At the same time, you've got some processing issues. You take 100,000 people and you shove it into the unemployment offices and you say, go ahead and process paperwork for a hundred thousand people. They're going to be overwhelmed.
So you're not going to see this information show up immediately overnight in jobless claims or payrolls.
We are at the beginning of a wave, and that wave is going to peak first in jobless claims because jobless claims are more near time. You're going to start to see that probably happen peaking in, say May, moving up in April and into May.
But guess what folks? The June payroll data reflects the period from May 13th forward. So that's why I think you're going to start to see this primarily in the June July timeframe. You're going to see payrolls weaken over the next couple of months, but you're going to see them crash primarily in June, and the Fed likes to go away on vacation.
I have a feeling June is the month we want to pay attention to, and I think they're not going to do just a quarter point cut.
They might do more. The Fed might signal a quarter point cut and then a quarter point shortly thereafter. Whatever the case interest rates coming down because payroll's dropping fast is the formula, and that's just the federal level. Now we've got the private sector, and remember, if the federal government is cutting $10-20 billion in programs, what they're really doing is they're cutting payments to workers in the private sector.
They're cutting DEI/ESG initiatives, for example. They're cutting all these different places, and that basically means they're turning around to a private sector contractor and saying, thanks, but we don't need your services.
So the private sector is now going to be laying off tens of thousands, and they've already started the math teachers at schools, for example, afterschool music programs and things like that that are outsourced to the private sector. They might be trimming that staffing — the third leg of the stool if we've got the federal worker direct cuts.

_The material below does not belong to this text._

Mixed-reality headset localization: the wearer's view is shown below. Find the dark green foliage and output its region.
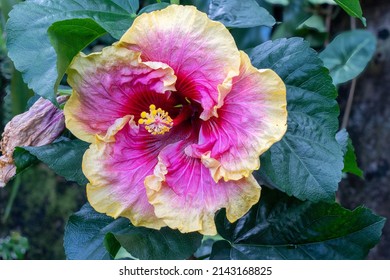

We've got the private sector direct cuts, now we've got the state and local cuts. This is also significant. It's large. It's just going to be more delayed. When I say it's large, if you look at the total public sector, post office schools, actual government workers, you're talking 24 million employees, of which about 1.4 million came after covid, 24 million, you fired 250,000. That's less than … that's about 0.1% rather.

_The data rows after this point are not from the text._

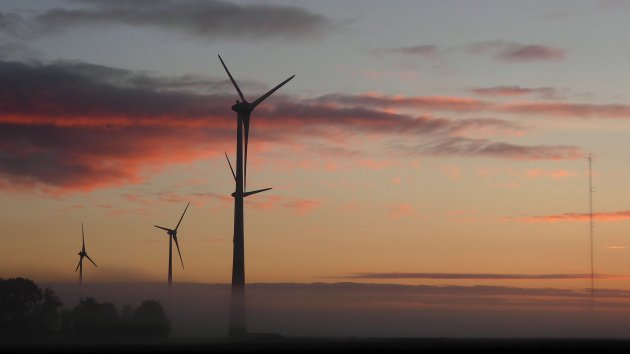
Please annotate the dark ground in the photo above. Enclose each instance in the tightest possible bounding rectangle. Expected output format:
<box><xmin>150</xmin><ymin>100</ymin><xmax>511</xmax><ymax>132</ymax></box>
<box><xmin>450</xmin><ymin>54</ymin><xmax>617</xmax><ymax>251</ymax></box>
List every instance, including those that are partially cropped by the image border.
<box><xmin>0</xmin><ymin>338</ymin><xmax>630</xmax><ymax>354</ymax></box>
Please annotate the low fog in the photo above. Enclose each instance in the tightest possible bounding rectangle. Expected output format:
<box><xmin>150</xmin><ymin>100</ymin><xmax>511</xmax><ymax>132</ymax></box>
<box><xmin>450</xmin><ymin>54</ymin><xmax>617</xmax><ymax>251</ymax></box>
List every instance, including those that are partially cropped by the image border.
<box><xmin>40</xmin><ymin>283</ymin><xmax>630</xmax><ymax>338</ymax></box>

That's barely noticeable. At the state level though, is where the bulk of these workers sit, and it's a little bit harder to cut the state and local workers first because they've got a different budget cycle. Their budgets don't end for a few more months.
And so all these workers are still on the payrolls, and typically July is the start of the fiscal year for state and local entities. Then they have slush funds.
They have means. “Geez, we don't want to fire teachers or other kinds of folks, so we'll dip into our emergency funds.” That's going to happen unless you're California, which just doesn't know how to run a business and they're just terrible and they don't have a slush fund anymore.
Whatever the case, state and local layoffs are going to happen, probably easily 50,000 workers, but it's not going to happen until you get to July. And primarily it's going to take the form of contracts that are coming up in July, won't be renewed, blah, blah, blah, whatever the case.
So you have 170,000 plus workers being laid off at the federal level.
You've probably got another 50,000 at the private sector level and now another 50,000 or more at the government and state level, excuse me, at the state and local level of governments, add it all up. Play with some of the timing.
We are looking at really hard times with payrolls in June, July and even into August. So the Fed, I think is going to come out, as I said, in June with a cut. Then they're going to come back and they're going to do another cut, and they might even do a third.
We are looking at interest rates going down, and that is fuel for the markets. We're in it to win it. Folks get ready for payoff. You should be buying these dips.